The ‘political dispensation’ may have changed, in that Sinn Fein has replaced the old SDLP (the party which previously commanded majority support among the nationalist community) as the local political representatives. They have done so, not by embracing a radical new politics, but by appropriating the dreary old soft social democratic policies of this party as their own. Once the party of youthful revolution, Sinn Fein has morphed into a comfortable middle age, in which their local activists have become the well paid staff that run the various community projects, funded by the Stormont Executive. They are the one place where there is paid employment available locally, whilst at the same providing the infrastructure for ongoing political control. Yet to many young people in these areas they are seen as ‘traitors’ who have abandoned everything they once stood for. These young men and women can’t understand why the ‘armed struggle’ of their parents’ generation and off the wall murals, has become so unpopular. They don’t realise that we’ve been here before, in much greater numbers, given it our best shot and ended up with Stormont. The don’t remember the sacrifice, they don’t remember burying the hunger strikers, the haven’t tasted the bitterness of defeat. But that said, we do need to take them on, to argue with them, and to point out a way forward based on a socialist analysis of where we’re at and how we got here. Just bad mouthing them won’t work. I think Lyra McKee would have understood that.

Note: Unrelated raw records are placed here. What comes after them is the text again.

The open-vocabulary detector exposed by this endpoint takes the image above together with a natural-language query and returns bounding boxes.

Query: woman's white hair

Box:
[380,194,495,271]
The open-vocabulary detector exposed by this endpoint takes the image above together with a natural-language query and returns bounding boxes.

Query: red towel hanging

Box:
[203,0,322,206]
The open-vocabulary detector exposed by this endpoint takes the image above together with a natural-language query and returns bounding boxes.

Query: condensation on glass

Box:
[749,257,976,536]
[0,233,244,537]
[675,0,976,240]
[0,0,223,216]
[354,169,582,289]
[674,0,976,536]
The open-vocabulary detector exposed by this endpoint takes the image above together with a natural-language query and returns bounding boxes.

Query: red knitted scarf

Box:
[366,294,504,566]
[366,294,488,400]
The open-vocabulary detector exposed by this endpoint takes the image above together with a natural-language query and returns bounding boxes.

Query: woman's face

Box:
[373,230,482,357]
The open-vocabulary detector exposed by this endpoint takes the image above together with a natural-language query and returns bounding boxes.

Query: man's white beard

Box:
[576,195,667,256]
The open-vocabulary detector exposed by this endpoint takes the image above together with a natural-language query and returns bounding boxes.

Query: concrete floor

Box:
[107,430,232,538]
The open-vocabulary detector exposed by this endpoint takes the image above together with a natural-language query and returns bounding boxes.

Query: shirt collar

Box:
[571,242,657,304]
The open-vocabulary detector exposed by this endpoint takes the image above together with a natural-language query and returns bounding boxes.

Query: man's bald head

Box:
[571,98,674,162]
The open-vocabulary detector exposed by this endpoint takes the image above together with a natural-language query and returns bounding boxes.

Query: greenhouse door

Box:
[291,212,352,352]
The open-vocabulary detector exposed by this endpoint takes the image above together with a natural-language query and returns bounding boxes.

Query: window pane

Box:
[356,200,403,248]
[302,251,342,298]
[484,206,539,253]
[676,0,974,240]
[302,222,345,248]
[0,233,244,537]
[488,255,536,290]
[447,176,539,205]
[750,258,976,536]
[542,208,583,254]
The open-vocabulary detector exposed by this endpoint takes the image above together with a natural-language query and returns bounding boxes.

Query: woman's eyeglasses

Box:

Next month, long after the great and the good have departed from the photo-opportunity of Lyra’s funeral, long after Theresa May has gone back to London and Leo Varadkar to Dublin, the people of Derry will be left to pick up the pieces and get on with their lives. That is not to say that the killing of Lyra McKee will have no impact. It has and it will. It won’t be seismic but it will have an effect. Local council and European elections will in all likelihood see increased polls for Sinn Fein and their far-right coalition partners in the DUP, maintaining the sectarian status quo and steadying the ship of state. After hiding away for a while, the New IRA will re-emerge from the shadows in the hope that people with forget. But people won’t. Not this time. The killing of Lyra McKee has marked a line in the sand. Those women who faced down the heavies by daubing red paint on the offices of their political mouthpiece have spoken on all our behalves. There’s no going back to the armed struggle, no going back to elitist military campaigns which have always ended up in the same place.
So Lyra McKee’s death might yet have some local political impact. As I understand her politics, she was broadly of the left. There is at least some hope that in some of the republican hinterlands of Derry and Belfast the Provos will be challenged in their working class citadels. In the Creggan and the Bogside, in Ardoyne and Ballymurphy, not by those who glorify militarism and the return to a futile and suicidal ‘armed struggle’, but rather by a smattering of candidates who pose a political alternative based on class politics, of mass struggle for the only kind of Ireland worth fighting for. A socialist united Ireland. We wish them well. May the road rise to meet them.